The second type of bias "is referred to colloquially as an 'implied bias' . . . [and it] requires automatic exclusion from jury service regardless of whether the prospective juror declares that the relationship will not affect her ability to be fair and impartial" (People v Furey, 18 NY3d 284, 287 [2011]). Unlike an actual bias, an implied bias is discernible not from a prospective juror's statements during voir dire, but instead from the prospective juror's experiences. An implied bias exists where a prospective juror is "related within the sixth degree by consanguinity or affinity to the defendant, or to the person allegedly injured by the crime [*2]charged, or to a prospective witness at the trial, or to counsel for the people or for the defendant; or . . . is or was a party adverse to any such person in a civil action; or . . . has complained against or been accused by any such person in a criminal action; or . . . bears some other relationship to any such person of such nature that it is likely to preclude [the prospective juror] from rendering an impartial verdict" (CPL 270.20 [1] [c]; see Furey, 18 NY3d at 287; People v Farley, 164 AD3d 1633, 1634 [4th Dept 2018]).

In determining whether a relationship is sufficiently close to require disqualification, "[t]rial courts are directed to look at myriad factors surrounding the particular relationship in issue, such as the frequency, recency or currency of the contact, whether it was direct contact, and the nature of the relationship as personal and/or professional . . . or merely a nodding acquaintance" (People v Cross, 174 AD3d 1311, 1312 [4th Dept 2019], lv denied 34 NY3d 950 [2019] [internal quotation marks omitted]; see Furey, 18 NY3d at 287-288; Farley, 164 AD3d at 1634-1635).
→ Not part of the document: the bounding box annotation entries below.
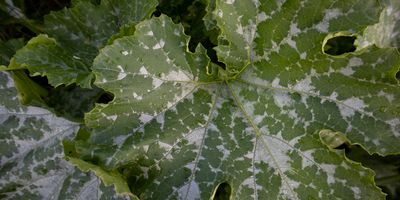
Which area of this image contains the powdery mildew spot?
[121,51,129,56]
[146,31,154,36]
[107,115,118,121]
[178,180,200,199]
[340,57,364,76]
[153,39,165,50]
[289,23,301,36]
[378,90,394,103]
[161,70,191,81]
[274,92,293,108]
[139,113,153,124]
[139,66,149,75]
[316,8,342,33]
[117,65,127,80]
[338,97,367,118]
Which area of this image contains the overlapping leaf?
[0,73,126,199]
[358,0,400,48]
[11,0,157,88]
[65,0,400,199]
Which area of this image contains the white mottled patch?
[316,8,342,33]
[106,115,118,121]
[273,91,293,108]
[139,66,149,75]
[236,23,243,35]
[139,113,154,124]
[156,113,165,130]
[338,97,367,118]
[146,31,154,36]
[378,90,394,103]
[121,51,129,56]
[132,92,143,101]
[174,28,181,36]
[217,9,224,18]
[113,135,129,146]
[300,52,307,60]
[340,57,364,76]
[286,38,297,50]
[257,12,267,23]
[153,39,165,49]
[161,70,192,81]
[157,141,172,151]
[350,187,361,199]
[117,65,127,80]
[152,78,164,88]
[301,149,315,169]
[289,23,301,36]
[386,118,400,137]
[329,92,339,101]
[271,77,281,88]
[293,77,315,92]
[320,164,336,184]
[178,180,200,199]
[216,145,231,160]
[186,128,205,147]
[347,57,364,67]
[340,67,355,76]
[255,136,292,172]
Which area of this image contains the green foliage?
[0,0,400,199]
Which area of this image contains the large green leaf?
[11,0,157,88]
[0,72,127,199]
[358,0,400,48]
[65,0,400,199]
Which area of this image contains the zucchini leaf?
[0,72,129,199]
[15,0,157,88]
[67,0,400,199]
We conclude that the nature of the relationship between prospective juror No. 10 and the prosecutor was not of such a nature that would likely "preclude [prospective juror No. 10] from rendering an impartial verdict" (CPL 270.20 [1] [c]; see People v Scott, 16 NY3d 589, 595 [2011]). The prospective juror and the prosecutor were neighbors for only six months, and there is no indication that they ever socialized as neighbors or anytime afterward. Indeed, it appears that the prospective juror did not recognize the prosecutor until the prosecutor raised the issue himself.
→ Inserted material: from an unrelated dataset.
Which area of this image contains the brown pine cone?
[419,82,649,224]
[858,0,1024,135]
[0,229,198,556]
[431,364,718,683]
Defendant contends, with respect to the count of murder in the first degree, that the evidence is legally insufficient to support the conviction and the verdict is against the weight of the evidence. We reject those contentions. In reviewing the legal sufficiency of the evidence, where, as here, the defendant contends that their conviction is not supported by legally sufficient evidence, we review the evidence in the light most favorable to the People and will not disturb the conviction as long as there exists " 'any valid line of reasoning and permissible inferences which could lead a rational person to the conclusion reached by the jury on the basis of the evidence at trial' " (People v Galindo, 23 NY3d 719, 724 [2014], quoting People v Bleakley, 69 NY2d 490, 495 [1987]). As relevant here, a defendant "is guilty of murder in the first degree when[,] . . . [w]ith intent to cause the death of another person, [the defendant] causes the death of such person or of a third person; and . . . the intended victim was a witness to a crime committed on a prior occasion and the death was caused for the purpose of preventing the intended victim's testimony in any criminal action or proceeding whether or not such action or proceeding had been commenced" (Penal Law § 125.27 [1] [a] [v]).